Когда попадаешь в этот водоворот, то со всех сторон видишь разгоряченные лица и руки, тянущиеся за той или другой директивой или за тем или другим мандатом.

Громадной важности поручения и назначения делаются тут же, тут же диктуются на трещащих без умолку машинках, подписываются карандашом на коленях, и какой-нибудь молодой товарищ, счастливый поручением, уже летит в темную ночь па бешеном автомобиле. А в самой задней комнате, не отходя от стола, несколько товарищей посылают, словно электрические токи, во все стороны восставшим городам России свои приказы.

Я до сих пор не могу без изумления вспомнить эту ошеломляющую работу и считаю деятельность Военно-революционного комитета в красные Октябрьские дни одним из проявлений человеческой энергии, доказывающим, какие неисчерпаемые запасы ее имеются в революционном сердце и на что способно оно, когда его призывает к усилию громовой голос революции.

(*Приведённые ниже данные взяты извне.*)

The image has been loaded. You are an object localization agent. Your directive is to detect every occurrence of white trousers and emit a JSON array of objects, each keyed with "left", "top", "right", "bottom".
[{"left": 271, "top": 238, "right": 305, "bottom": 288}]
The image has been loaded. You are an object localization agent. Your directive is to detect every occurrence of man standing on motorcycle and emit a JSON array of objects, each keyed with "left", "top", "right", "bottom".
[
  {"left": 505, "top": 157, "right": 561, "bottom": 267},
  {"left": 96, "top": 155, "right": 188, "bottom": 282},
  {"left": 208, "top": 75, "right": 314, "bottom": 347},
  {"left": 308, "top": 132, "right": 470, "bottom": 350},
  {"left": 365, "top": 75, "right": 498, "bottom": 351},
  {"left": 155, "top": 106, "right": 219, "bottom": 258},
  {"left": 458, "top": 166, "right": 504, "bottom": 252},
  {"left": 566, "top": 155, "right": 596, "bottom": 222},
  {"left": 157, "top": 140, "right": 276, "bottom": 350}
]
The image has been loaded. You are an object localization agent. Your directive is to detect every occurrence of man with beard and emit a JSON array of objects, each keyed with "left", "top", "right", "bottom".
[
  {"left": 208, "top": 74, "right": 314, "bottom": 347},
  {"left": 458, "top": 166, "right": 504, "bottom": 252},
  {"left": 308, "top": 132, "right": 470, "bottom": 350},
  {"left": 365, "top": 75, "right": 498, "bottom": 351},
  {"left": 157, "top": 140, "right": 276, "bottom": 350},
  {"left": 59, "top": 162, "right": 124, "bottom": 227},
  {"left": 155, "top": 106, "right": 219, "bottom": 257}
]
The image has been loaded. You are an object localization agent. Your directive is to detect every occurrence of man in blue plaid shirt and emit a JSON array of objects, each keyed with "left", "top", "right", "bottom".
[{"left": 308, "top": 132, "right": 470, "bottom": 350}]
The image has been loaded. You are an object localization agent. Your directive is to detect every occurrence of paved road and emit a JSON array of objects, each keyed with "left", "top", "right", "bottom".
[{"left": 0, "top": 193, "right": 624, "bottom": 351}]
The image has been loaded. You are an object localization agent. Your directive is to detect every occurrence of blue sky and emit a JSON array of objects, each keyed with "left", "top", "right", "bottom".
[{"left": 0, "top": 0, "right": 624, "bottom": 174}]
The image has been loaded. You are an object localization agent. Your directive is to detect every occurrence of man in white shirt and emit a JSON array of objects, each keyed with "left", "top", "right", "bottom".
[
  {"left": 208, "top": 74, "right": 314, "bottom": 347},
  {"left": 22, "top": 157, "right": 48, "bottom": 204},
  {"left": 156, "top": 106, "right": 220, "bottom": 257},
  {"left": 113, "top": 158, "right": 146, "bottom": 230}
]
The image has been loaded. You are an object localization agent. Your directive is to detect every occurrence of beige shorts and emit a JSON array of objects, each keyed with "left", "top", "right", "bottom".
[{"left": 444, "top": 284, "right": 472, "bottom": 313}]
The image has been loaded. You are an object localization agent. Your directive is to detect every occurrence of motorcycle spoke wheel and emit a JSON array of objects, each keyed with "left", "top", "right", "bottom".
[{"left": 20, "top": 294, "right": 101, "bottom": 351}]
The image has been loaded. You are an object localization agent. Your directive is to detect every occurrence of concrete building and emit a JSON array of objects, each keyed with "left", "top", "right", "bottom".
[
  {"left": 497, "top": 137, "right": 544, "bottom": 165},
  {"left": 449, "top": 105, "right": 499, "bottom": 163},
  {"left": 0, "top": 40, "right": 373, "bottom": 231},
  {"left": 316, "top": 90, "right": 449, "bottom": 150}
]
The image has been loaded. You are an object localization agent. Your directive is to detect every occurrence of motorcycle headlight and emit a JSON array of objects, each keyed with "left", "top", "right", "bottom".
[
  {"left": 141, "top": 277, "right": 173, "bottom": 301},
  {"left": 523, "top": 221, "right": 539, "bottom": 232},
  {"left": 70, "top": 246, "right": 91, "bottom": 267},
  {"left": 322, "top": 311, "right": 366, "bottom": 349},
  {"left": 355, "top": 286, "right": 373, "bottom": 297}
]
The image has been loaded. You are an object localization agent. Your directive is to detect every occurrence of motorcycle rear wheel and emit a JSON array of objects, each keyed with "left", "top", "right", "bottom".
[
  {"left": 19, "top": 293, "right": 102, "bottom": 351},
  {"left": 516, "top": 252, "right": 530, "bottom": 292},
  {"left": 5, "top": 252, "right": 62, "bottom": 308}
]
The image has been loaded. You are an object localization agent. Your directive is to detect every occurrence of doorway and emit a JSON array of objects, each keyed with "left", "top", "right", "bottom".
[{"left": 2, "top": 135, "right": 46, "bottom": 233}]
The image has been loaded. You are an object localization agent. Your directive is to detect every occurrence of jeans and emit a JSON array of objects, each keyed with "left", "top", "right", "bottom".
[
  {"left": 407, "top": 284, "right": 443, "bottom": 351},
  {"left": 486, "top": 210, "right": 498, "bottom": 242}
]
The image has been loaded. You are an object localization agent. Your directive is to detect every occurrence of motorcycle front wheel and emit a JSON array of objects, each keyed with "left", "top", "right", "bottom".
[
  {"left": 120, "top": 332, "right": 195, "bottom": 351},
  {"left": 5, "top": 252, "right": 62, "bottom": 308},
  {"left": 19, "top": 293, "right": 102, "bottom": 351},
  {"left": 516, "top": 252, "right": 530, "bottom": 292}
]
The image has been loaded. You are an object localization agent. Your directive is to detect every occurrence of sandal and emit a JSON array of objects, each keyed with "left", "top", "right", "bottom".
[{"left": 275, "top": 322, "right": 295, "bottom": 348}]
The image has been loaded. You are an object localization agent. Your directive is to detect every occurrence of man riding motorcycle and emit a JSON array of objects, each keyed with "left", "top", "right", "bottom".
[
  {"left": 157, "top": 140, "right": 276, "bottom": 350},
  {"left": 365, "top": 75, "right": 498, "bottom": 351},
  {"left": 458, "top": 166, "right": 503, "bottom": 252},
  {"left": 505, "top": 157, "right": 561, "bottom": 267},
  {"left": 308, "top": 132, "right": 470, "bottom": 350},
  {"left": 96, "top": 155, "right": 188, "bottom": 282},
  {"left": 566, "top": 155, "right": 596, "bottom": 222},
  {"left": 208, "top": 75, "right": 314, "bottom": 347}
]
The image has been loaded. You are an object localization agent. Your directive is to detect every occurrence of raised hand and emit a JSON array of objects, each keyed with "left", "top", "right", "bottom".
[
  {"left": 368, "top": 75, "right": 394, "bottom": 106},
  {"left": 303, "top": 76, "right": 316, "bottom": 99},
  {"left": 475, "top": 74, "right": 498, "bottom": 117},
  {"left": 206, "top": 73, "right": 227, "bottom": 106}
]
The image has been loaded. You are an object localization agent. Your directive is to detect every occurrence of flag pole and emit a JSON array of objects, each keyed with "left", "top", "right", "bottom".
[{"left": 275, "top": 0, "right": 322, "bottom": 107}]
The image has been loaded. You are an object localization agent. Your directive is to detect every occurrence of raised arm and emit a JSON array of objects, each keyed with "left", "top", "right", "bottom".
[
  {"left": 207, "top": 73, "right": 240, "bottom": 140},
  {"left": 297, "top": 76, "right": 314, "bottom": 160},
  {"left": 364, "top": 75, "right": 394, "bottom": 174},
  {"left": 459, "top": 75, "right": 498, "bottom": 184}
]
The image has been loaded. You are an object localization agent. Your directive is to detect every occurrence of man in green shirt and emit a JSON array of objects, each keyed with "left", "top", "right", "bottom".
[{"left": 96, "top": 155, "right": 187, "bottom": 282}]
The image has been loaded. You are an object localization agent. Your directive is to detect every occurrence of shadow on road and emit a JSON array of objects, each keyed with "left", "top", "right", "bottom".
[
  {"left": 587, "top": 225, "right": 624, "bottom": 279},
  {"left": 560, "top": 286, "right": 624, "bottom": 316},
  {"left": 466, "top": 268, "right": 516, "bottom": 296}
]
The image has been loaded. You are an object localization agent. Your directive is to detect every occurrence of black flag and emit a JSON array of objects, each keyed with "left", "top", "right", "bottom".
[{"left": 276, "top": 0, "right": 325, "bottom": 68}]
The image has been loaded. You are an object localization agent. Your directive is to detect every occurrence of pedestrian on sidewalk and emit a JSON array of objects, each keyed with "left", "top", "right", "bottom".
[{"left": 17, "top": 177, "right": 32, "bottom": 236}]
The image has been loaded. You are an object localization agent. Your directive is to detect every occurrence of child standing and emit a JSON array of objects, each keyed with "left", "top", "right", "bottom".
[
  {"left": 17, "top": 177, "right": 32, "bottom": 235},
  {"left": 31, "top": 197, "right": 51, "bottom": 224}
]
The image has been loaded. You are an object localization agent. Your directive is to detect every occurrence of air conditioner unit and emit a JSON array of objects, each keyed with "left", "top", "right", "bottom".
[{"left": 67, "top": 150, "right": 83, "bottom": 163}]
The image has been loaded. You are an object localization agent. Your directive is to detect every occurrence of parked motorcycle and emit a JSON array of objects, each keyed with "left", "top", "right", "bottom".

Среди этих главных руководителей переворота, среди группы замечательных людей, и позднее показавших себя в истории нашей революции (Антонов, Скрыпник, Иоффе и др.), спокойствием, находчивостью и неутомимостью выделялся незабвенный Моисей Соломонович Урицкий. В самый день переворота и некоторое время после он был, несомненно, так сказать, центром центра. Общее политическое направление шло от наших великих вождей, но вся техника восстания велась главным образом Урицким.

Заседание Второго съезда Советов началось в Белом зале Смольного поздно1…Есть у коммунистов эта особенная черта: вы не часто встретите среди них людей, клокочущих страстью, напоминающей порою исступление и даже истерику; при огромной энергии и внутреннем горении они обыкновенно внешне спокойны, и это спокойствие выступает на первый план как раз в самые рискованные и яркие дни.

Настроение собравшихся праздничное и торжественное. Возбуждение огромное, но ни малейшей паники, несмотря на то, что еще идет бой вокруг Зимнего дворца и то и дело приносят известия самого тревожного свойства.

Когда я говорю — никакой паники, я говорю о коммунистах и об огромном большинстве съезда, стоящего на их точке зрения; наоборот, объяты паникой злобные, смущенные, нервные — правые «социалистические» элементы. С искаженным багровым лицом подходит ко мне меньшевик Богданов2 и кричит: «Аврора бомбардирует Зимний дворец! Слышите товарищ Луначарский, ваши пушки разбивают дворец Растрелли!» Другой кричит: «Дума во главе с городским головой пошла грудью защищать осажденных министров. Ваши банды расстреливают представителей города!»

Когда заседание наконец открывается, настроение съезда выясняется вполне. Речи коммунистов принимаются с бурным восторгом. С горячим восхищением выслушиваются молодцы-матросы, являющиеся рассеять панику и рассказать правду о боях, идущих вокруг Зимнего дворца, которые кончились, как известно, потерей пяти человек убитыми с нашей стороны, без хотя бы единой жертвы со стороны сдавшегося наконец противника. Какой несмолкаемой бурей аплодисментов встречено долгожданное сообщение, что Советская власть проникла наконец в Зимний дворец и министры-капиталисты арестованы. Между тем меньшевик поручик Кучин, игравший большую роль в армейской организации того времени, выйдя на трибуну, грозил нам немедленным нашествием на Петроград солдат всего фронта. Он читал резолюции против Советской власти от имени 1-й, 2-й, 3-й и т. д. до 12-й, включая особую, армий и закончил прямыми угрозами по адресу осмелившегося пойти на «такую авантюру» Петрограда!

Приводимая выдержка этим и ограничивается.